Research Interests

My long-term research interest is in understanding the interplay between cellular signaling and membrane trafficking.

In this respect, endothelial cells (cells that line the interior surface of blood vessels) are convenient and important model to study. Endothelium is involved in control of blood pressure and inflammation, and endothelial dysfunction is associated with such diseases as atherosclerosis and pulmonary edema. Cell-cell junctions hold endothelial cells joined together, so that they efficiently separate blood from the underlying tissues, forming an endothelial barrier. Upon injury or infection, thrombin, one of the major inflammatory factors, acts through G-protein coupled receptors and activates several heterotrimeric G-proteins. This induces release of a content of Weibel-Palade bodies (secretory granules), which promotes platelet adhesion and aggregation and mediates vascular inflammation. To allow passage of leukocytes from the bloodstream to a site of inflammation, protein complexes of cell-cell junctions need to be temporarily reorganized, which requires both exo- and endocytotic pathways.
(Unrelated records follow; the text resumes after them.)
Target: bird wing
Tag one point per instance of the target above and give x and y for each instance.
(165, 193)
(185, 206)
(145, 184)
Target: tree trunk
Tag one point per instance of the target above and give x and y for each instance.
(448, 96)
Using multidisciplinary approach we established a direct interaction of G{alpha}12 and {alpha}SNAP, an intrinsic component of membrane fusion machinery, and suggested that this interaction may regulate the presence of VE-cadherin on the cell surface / adherens junctions and therefore endothelial barrier function. Further exploration should shed light on which of the multiple transport pathways (exocytosis of newly synthesized proteins, endocytosis followed by degradation or recycling to the site of cell-cell contact) may be affected by the G{alpha}12-{alpha}SNAP interaction.

G-protein mediated signal transduction involved in membrane trafficking will remain in focus of my further research.